Schon auf dem Weg nach Arthurstown fiel mir auf, daß es in diesem Landstrich kaum Leitplanken entlang der Straßen gibt sondern vielmehr Hecken, die die Straßenränder säumen. Soviel zum ersten zur "grünen Insel". Es fiel mir außerdem angenehm auf, daß viele Autofahrer uns herannahenden Bikern Platz machten, damit wir auch bei durchgezogener Linie an ihnen vorbeikamen. Es sei übrigens anzumerken, daß wir die zulässige Höchstgeschwindigkeit von 100 km/h auf Landstraßen seltenst überschritten haben und wenn, dann nur um 10-20 km/h, um einen Überholvorgang schneller durchzuführen.
Wir durchquerten das Städtchen Waterford und fuhren durch jetzt schon reizvolle Landschaften auf der recht guten N24 nach Cashel, um dort den Rock of Cashel zu bestaunen; eine alte Burgenanlage aus dem Mittelalter.

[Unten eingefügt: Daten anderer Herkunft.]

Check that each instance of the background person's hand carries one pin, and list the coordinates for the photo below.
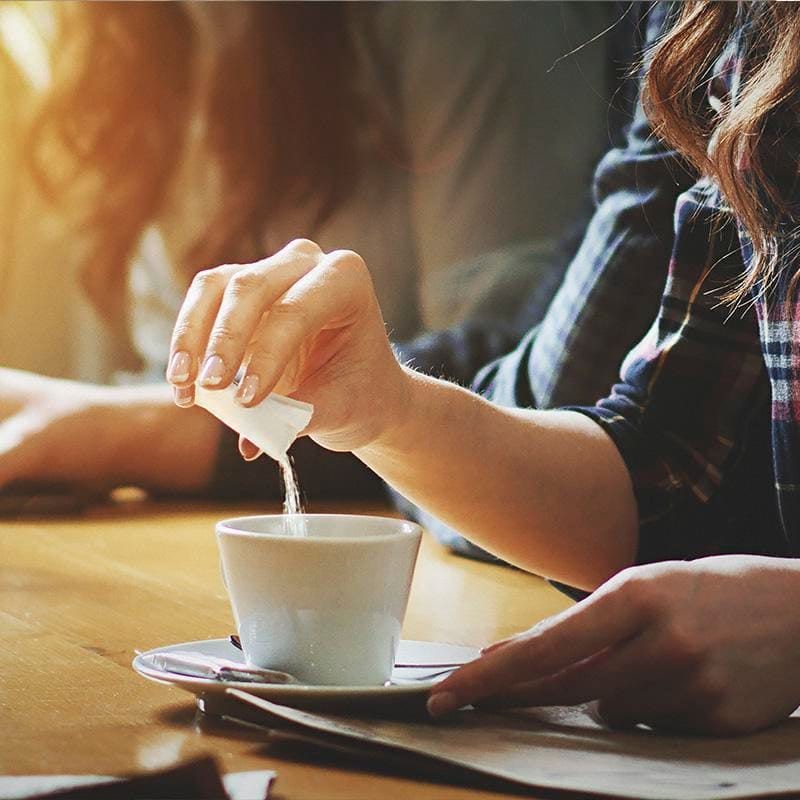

Wir schlossen uns dort einer englischsprachigen Führung an, die meines Erachtens detailliert, interessant und gut zu verstehen war. Außerdem werden dort auch Filmvorführungen in deutscher Sprache angeboten, was wir freilich nutzten.
Danach machten wir uns auf nach Tipperary ("It's a long way to Tipperary...") über das schöne West Limerick in die Grafschaft Kerry. Irgendwo auf dieser Strecke verabschiedete sich mein Camcorder-Stativ, welches ich nach einiger Testerei als das beste von drei Stativen auserkoren hatte. Zum Glück ist es aber nur gekippt, nicht samt Camcorder abgefallen. Ich ließ mir also am Abend was anderes einfallen und schnitt kurzerhand ein Loch in das Kartenfach des Tankrucksacks, stopfte den Camcorder hinein und es stellte sich später heraus, daß es die beste Lösung war. Denn die Vibrationen des Mopeds hatten dermaßen auf das Stativ eingewirkt, daß die Aufnahmen eine einzige Wackelei und somit reif für Ablage P waren. Der Tankrucksack federte die Vibrationen durch seinen gut gefüllten Inhalt recht passabel ab. Zudem war die Kamera auf einer fast optimalen Höhe und spritzwassergeschützt war sie auch noch. Hätte ich es mal gleich so gemacht...
Über die N21 ging's dann via Abbeyfeale und Castleisland nach Tralee, wo wir nach 293 Irlandkilometern in unserem Lieblings-B&B "Denton" für 3 Nächte Station machten. In dieser Unterkunft waren wir besonders gerne, da die Gastgeber sehr freundlich und hilfsbereit sind, die Zimmer sind schön und vor allem sauber und das Frühstück war reichhaltig und lecker. Die Motorräder konnten wir die Nacht über auf dem abgeschlossenen Hinterhof parken. Einen prima Plastikkleber haben sie auch noch, mein Blinker hatte sich bis Köln jedenfalls nicht mehr kaputtvibriert.
Im 50 Meter entfernten Meadowlands Pub, ein sehr schöner Pub mit einer integrierten Bibliothek, wurde am ersten Abend das erste Guinness geschlürft und die nächste Tour nach Dingle geplant.